In this actual test targeting a 1-trillion parameter level hybrid architecture model (similar to Kimi Linear), PrfaaS delivered a report card capable of reshaping industry logic!

Specific deployment is as follows:
PrfaaS Cluster: 32 × H200 (High Compute)
Local PD Cluster: 64 × H20 (Bandwidth Optimized)
Cross-cluster Bandwidth: 100 Gbps Ethernet

First, compared to traditional deployment, the PrfaaS system throughput increased by 54%. This is 32% higher than heterogeneous PD without scheduling.

That's not all; results show that even under equal costs, PrfaaS system throughput still increases by approximately 15%.

Secondly, latency was significantly reduced: The P90 Time-To-First-Token (TTFT), representing user experience, dropped drastically by 64%.

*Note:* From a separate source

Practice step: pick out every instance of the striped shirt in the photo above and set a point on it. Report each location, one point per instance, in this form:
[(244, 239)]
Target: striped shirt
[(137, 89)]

More importantly, it successfully achieved cross-city top-tier compute scheduling. It is reported that when PrfaaS processes trillion-parameter models, cross-center bandwidth occupancy is only 13 Gbps (13% of 100 Gbps), far lower than the requirements of dense models.

This means you can schedule top-tier compute power between two cities using nothing more than an ordinary 100G network cable.

Ending the "GPU-Only" Doctrine: Ordinary Cables Can Schedule Global Compute

Large Models Enter the Era of "Eastern Data, Western Computing"

This is the fourth year of the large model sprint. In the context of increasingly scarce inference compute power, the emergence of the PrfaaS architecture by one of the Kimi teams is timely.

This paper not only proposes a distributed compute AI framework spanning cities and data centers but also offers much room for imagination regarding the future of AI inference.

In the editor's view, several points are worth discussing:

First, Kimi's research brings the true landing of "remote inference" a step closer. The concept of "Eastern Data, Western Computing" in the large model field has been proven entirely feasible in engineering: in the future, Prefill can be placed in the northwest where electricity is cheap, while Decode is placed in Beijing, Shanghai, Guangzhou, and Shenzhen close to users. This point alone is amazing.

Secondly, heterogeneous chips finally have hope for large-scale adoption. Must inference use only H100s? Of course not.

Everyone can also use domestic high-compute chips for Prefill centers and high-bandwidth chips for Decode centers. PrfaaS acts like "glue," allowing chips of different brands and regions to collaborate effectively.

Finally, there are the second-order effects. You might not feel deeply about terms like "throughput increase" or "latency reduction," but behind these lies a real reflection in everyone's "wallet."

Because improvements in these indicators, when reflected on the model side, mean doubled processing efficiency for 1T models, implying a significant drop in the cost of handling millions of context tokens. When reflected on the user side, it means a real drop in API prices!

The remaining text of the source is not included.